The main theatre's season opens on February 4 with the return to the venue of Opera on a Shoestring and a new production of Verdi's La Traviata. The company last played the Citz at that Mayfest, when Tosca was the triumph of the programme, and won the last Herald Spirit of Mayfest award to boot.

It is followed by the revival of Liz Lochhead's hit vehicle for Siobhan Redmond at the Traverse during this year's Edinburgh Festival Fringe, Perfect Days. Fresh from a London run at the Hampstead Theatre, the show goes on from the Citizens' to Inverness, Aberdeen, and Edinburgh. In March Dundee Rep brings its production of Brecht's Mr Puntilla and His Man Matti in a new version by Peter Arnott. This has to measure up to Lee Hall's for the Almeida and the Right Size, which was the other hot ticket of the Traverse's Fringe programme.

That show is half of a swap that sees Kenny Miller's production of The Killing of Sister George play the Rep in January. The final show in the main theatre is Borderline's production in association with Musselburgh's Brunton of Bernard Farrell's Kevin's Bed, a family tragicomedy from a writer mostly associated with Dublin's Abbey Theatre.

In the studio the season begins on February 2 with another Fringe hit, Fiona Ormiston's Ruth Ellis, the fruits of the actor's lifelong obsession with a woman whose crime was arguably exceeded by its punishment. Also in February are Theatre in Action with Brian Friel's Faith Healer and the other Mayfest '97 link, Frank Miller's Cran Theatre Company reviving The Daphne Disaster, the story of the death of 124 men when the vessel capsized at its launch in 1883 and the first part of a projected Govan trilogy.
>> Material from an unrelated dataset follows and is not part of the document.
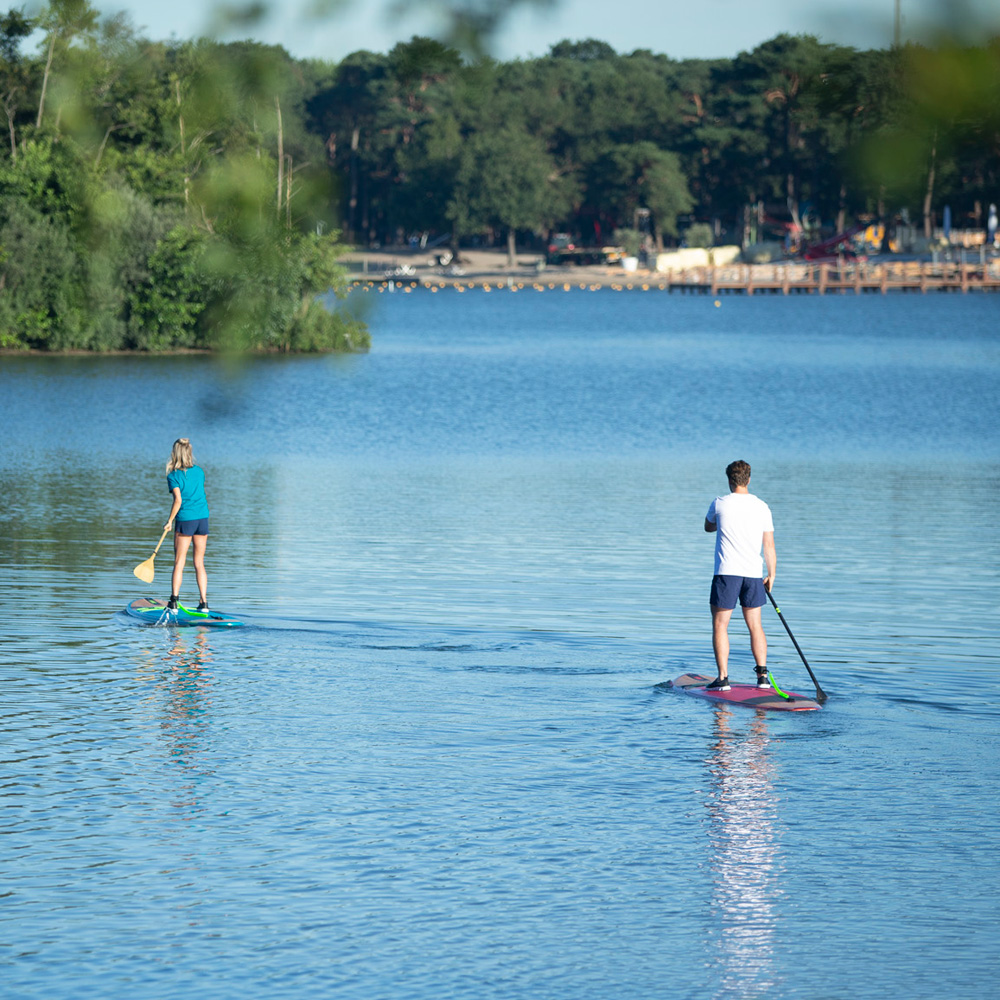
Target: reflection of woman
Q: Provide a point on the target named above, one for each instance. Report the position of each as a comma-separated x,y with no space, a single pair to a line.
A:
186,483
March sees the Scottish premier of Phaedre's Love, an explicit reworking of the Greek tragedy by

writer-of-the-moment Sarah Kane in a production by ghostown, the company of Peter Mackie Burns, best known for his work at the Tron, and the first excursion into a theatre building since Clearance for the acclaimed Grid Iron Theatre Company, with a new show, Monumental, by the same writer, Anita Sullivan.